İlk kez 1856'da Avustralya'nın Melbourne kentinde taş ve inşaat işçileri, günde sekiz saatlik iş günü için Melbourne Üniversitesi'nden Parlamento Evi'ne kadar bir yürüyüş düzenlediler.
1 Mayıs 1886'da Amerika İşçi Sendikaları Konfederasyonu önderliğinde işçiler günde 12 saat, haftada 6 gün olan çalışma takvimine karşı, günlük 8 saatlik çalışma talebiyle iş bıraktılar. Chicago'da yapılan gösterilere yarım milyon işçi katıldı. Luizvil'de (Kentaki) 6 binden fazla siyah ve beyaz işçi, birlikte yürüdü. O dönemde Luizvil'deki parklar, siyahlara kapalıydı. İşçiler, sokaklarda yürüdükten sonra hep birlikte Ulusal Park'a girdi.
Bu gösteriler 1 Mayıs'ı izleyen günlerde tüm harareti ile devam etti ve 4 Mayıs'ta kanlı Haymarket Olayı'na yol açtı.

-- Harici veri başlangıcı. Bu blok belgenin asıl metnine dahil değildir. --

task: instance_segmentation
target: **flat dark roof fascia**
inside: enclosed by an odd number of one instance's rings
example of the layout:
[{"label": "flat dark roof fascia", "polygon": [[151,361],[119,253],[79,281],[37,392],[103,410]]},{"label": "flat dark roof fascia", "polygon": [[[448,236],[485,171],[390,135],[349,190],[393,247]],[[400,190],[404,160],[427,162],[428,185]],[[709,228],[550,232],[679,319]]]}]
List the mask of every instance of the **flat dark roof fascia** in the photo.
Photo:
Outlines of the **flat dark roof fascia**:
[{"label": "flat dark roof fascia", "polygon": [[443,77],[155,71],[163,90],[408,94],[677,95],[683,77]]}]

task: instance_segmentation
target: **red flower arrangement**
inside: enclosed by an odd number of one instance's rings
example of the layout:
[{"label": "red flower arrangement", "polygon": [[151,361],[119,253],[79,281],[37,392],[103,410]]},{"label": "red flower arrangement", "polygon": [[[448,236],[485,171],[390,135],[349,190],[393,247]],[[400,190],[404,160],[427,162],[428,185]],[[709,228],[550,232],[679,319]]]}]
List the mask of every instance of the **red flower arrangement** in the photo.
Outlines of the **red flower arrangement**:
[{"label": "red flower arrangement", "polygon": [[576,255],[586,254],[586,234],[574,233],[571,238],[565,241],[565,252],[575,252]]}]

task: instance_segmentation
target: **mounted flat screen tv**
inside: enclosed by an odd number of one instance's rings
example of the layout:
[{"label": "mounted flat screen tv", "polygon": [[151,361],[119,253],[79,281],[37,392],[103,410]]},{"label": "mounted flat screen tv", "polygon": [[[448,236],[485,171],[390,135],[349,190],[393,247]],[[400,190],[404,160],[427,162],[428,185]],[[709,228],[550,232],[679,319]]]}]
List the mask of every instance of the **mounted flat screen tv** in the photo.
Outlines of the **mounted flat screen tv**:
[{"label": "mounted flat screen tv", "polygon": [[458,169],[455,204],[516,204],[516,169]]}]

Uygulanan yasal baskılarla bu gösterinin tekrarlanması engellendi. 14 Temmuz-21 Temmuz 1889'da toplanan İkinci Enternasyonal'de Fransız bir işçi temsilcisinin önerisiyle 1 Mayıs gününün tüm dünyada "Birlik, mücadele ve dayanışma günü" olarak kutlanmasına karar verildi. Böylece ikinci gösteri 1890 yılında yapılabildi. 1 Mayıs böylece işçilerin birlik ve dayanışmasını yansıtan bir bayram niteliğini kazandı.
Pek çok ülkede kutlanmaya başlanan 1 Mayıs ülkemizde ise;
1912'de İstanbul'da ilk kez kutlandı.
Taksim Meydanı'nda 1977'de düzenlenen 1 Mayıs mitinginde, DİSK Genel Başkanı Kemal Türkler'in konuşması sırasında açılan ateş sonrasında 36 kişi yaşamını yitirmiş ve bu olay, Kanlı 1 Mayıs olarak tarihe geçmişti.
Yaşanan bu olay gerekçesiyle 12 Eylül askeri darbesinin ardından 1 Mayıs kutlamaları yasaklanmıştır.
Milli Güvenlik Konseyince 12 Eylül döneminde resmi tatil olmaktan çıkarılan 1 Mayıs, 2009'da "Emek ve Dayanışma Günü" olarak resmi tatil ilan edildi.
Bu gün ise herhangi bir yasaklamadan kaynaklı olmasa da daha önce alanlarda, halaylarla, zılgıtlarla, şiirlerle, türküler, marşlarla ve sloganlarla geçirdiğimiz 1 Mayıs İşçi ve Emekçi Bayramı'nı maalesef evlerimizde geçmiş yıllara belki de iç geçirerek geçirmekteyiz. Çünkü tüm dünya ve ülkemizde de zor bir süreçten geçmekte olduğumuz bu günlerde evlerimizde kalmak zorundayız. Önümüzdeki yıl yani 1 Mayıs 2021'i alanlarda çok büyük bir coşkuyla kutlamak dileğiyle.
Yaşasın 1 Mayıs, işçinin ve emekçinin bayramı.